“O,” said Lucy. “Very well,—only I was thinking that it was true.”
“The boy,” continued Royal, “taught his cat to follow him like a dog. He would walk down into the fields and woods, and the cat would follow him all about. Sometimes she would climb up to the tops of the trees, trying to catch squirrels.”
“And could she catch them?” asked Lucy.
“No, indeed,” said Royal, in reply; “they were a great deal too nimble for her. Besides, they were light, and she was heavy; and so they could run out upon the light and slender branches, where she could not go. Once, she went out after one, and the branch was so slender, that it bent away down, and she came tumbling down upon Jeremiah’s shoulders.”
Here Lucy and Royal stopped to have a good laugh at this idea, which Lucy seemed to consider very amusing.

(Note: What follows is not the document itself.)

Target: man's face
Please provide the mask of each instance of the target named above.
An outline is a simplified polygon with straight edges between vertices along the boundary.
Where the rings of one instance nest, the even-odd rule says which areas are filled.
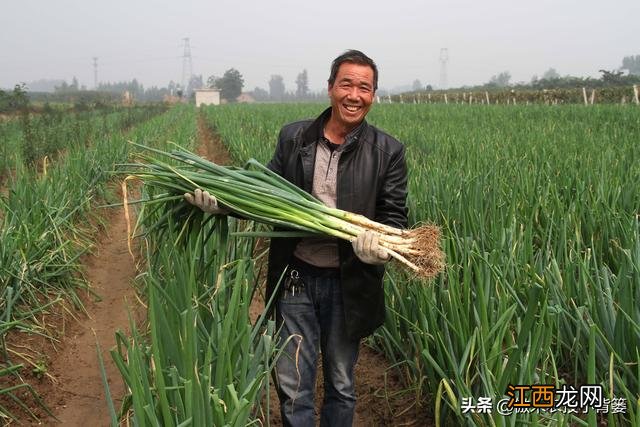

“But Jeremiah caught a great many mice with his cat,” said Royal, “although he could not catch squirrels. He caught field mice, in the grass. He would walk about, and whenever he saw a mouse, he would call, ‘Here, Merry Merry, Merry!’”
“What did he mean by that?” asked Lucy.
“Why, he meant his cat,” replied Royal; “her name was Merry.”
“And would Merry come?” asked Lucy.
“Yes,” said Royal, “she would come running along, with her red collar about her neck, and the large bow-knot under her chin.”